"Wild Edges," Madison photographer Gregory Conniff's new show at the Chazen Museum of Art, focuses on the kinds of landscapes many of us ignore. In his large black-and-white, digitally printed pictures of Dane County, Lafayette County, Miss., and Duchess County, N.Y., a single spindly birch tree cuts through the foreground in front of a manicured field. Or a remarkably detailed and toned thicket of trees and brush crowd up next to flat, scrubby clearings traversed by power and telephone lines.
For Conniff, these seemingly humble landscapes wedged between farm fields and roadways brim with potential and offer a direct, unmediated kind of beauty. "There's where all the hope is ' where all the wild stuff is going on, creating a future on the margins of managed land. There's real life going on there without anybody knowing what it's doing."

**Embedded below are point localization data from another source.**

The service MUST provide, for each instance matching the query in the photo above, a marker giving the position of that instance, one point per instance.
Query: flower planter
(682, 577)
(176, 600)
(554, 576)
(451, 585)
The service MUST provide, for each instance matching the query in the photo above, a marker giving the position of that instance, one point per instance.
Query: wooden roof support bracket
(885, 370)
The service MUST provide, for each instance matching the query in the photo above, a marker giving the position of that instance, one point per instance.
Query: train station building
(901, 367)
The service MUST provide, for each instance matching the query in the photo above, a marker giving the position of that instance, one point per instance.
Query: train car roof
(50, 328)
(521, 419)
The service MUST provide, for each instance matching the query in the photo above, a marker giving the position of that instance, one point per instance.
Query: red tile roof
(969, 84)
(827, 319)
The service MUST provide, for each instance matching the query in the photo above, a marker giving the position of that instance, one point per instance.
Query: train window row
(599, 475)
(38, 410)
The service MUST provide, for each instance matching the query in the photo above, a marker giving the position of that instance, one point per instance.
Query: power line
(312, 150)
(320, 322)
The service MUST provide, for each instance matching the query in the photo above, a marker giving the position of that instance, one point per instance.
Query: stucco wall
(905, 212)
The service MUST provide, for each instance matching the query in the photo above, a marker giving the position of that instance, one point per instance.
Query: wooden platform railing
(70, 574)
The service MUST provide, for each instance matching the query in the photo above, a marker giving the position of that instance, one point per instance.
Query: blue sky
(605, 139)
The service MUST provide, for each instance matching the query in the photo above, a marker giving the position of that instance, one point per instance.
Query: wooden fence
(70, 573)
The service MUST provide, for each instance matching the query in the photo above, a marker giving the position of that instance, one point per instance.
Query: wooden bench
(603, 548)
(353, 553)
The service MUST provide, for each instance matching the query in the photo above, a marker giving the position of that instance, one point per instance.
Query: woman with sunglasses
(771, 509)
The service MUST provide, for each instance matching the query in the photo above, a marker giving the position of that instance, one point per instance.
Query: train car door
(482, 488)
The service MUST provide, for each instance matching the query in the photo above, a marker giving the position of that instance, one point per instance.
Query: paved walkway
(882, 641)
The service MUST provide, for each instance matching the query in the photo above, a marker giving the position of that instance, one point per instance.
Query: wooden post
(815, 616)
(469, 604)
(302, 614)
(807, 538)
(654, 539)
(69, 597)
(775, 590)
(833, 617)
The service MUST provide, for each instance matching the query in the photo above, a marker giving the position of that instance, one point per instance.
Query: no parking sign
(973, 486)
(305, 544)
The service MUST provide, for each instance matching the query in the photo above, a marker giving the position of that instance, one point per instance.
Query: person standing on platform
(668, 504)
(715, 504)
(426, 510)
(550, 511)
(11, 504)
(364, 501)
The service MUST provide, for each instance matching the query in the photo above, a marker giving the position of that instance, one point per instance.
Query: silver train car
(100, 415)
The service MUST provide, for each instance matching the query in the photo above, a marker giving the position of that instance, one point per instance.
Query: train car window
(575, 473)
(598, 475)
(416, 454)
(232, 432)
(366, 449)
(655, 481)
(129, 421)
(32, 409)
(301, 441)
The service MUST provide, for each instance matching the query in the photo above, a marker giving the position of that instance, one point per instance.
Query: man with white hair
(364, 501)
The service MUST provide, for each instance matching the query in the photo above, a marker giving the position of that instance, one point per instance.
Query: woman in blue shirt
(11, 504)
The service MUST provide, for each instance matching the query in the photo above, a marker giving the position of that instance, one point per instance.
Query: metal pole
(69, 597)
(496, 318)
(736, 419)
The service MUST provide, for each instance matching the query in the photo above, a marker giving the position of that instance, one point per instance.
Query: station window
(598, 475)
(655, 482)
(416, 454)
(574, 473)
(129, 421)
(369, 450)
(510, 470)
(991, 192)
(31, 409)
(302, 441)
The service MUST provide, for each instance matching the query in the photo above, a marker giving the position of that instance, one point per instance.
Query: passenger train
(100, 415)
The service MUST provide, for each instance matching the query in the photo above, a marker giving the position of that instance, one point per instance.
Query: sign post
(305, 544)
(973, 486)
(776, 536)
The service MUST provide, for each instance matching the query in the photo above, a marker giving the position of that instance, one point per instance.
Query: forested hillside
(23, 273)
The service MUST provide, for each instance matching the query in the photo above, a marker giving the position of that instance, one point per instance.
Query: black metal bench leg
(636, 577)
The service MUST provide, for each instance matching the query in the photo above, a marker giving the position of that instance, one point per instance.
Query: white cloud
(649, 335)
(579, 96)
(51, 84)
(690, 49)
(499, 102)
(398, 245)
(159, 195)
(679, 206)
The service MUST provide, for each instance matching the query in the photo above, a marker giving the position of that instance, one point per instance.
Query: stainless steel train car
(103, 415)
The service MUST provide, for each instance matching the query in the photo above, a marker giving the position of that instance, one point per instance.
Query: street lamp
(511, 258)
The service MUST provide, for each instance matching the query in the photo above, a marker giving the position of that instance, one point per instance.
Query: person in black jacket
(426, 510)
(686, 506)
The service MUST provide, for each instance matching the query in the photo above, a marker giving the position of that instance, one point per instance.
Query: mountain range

When he's working, Conniff first captures that tangle of life on conventional film. But he uses digital tools to bring out qualities of light and contrast that would be very difficult to achieve in the time-sensitive world of the darkroom. As a result, every gray leaf, every dry blade of grass has an almost tactile reality.
"I don't cut things in," says Conniff, explaining his use of the computer. "I don't move things around. I don't make artificial landscapes. I'm just doing things that you'd do in the darkroom, but I have all the time in the world to do it."
Thanks to a refined four-black ink printing process and the use of heavy-grade oversized paper, Conniff's final pictures have a heft and a level of detail that make "Wild Edges" envelop the viewer. They come across as much more than a series of discrete pictures on a couple walls.
Conniff's work is held by major museums throughout the country, and he continues to show widely. Later this month, a version of "Wild Edges" will open at the Candace Dwan Gallery in New York. In October, several of the new large ink pieces and smaller silver prints from the '80s will be included in a show at the Art Institute of Chicago called "Photographs by the Score: Personal Visions Twenty-Some Years Apart."
Conniff's first one-man show at the Chazen comes 36 years after he moved to Madison from the East Coast. "It's not just a show of pictures that I'm absorbed with at this moment right now," he says. "It is an installation. There are no wall labels. All you have is the experience of the pictures, and I would really like it if to some extent it creates a sense of place."
"The show is not about me," he adds. "It's about being in the world."
"WILD EDGES" RUNS THROUGH NOV. 5 AT THE CHAZEN MUSEUM OF ART. CONNIFF LECTURES AT 5:30 P.M. ON FRIDAY, SEPT. 8; A RECEPTION FOLLOWS AT 6:30 P.M.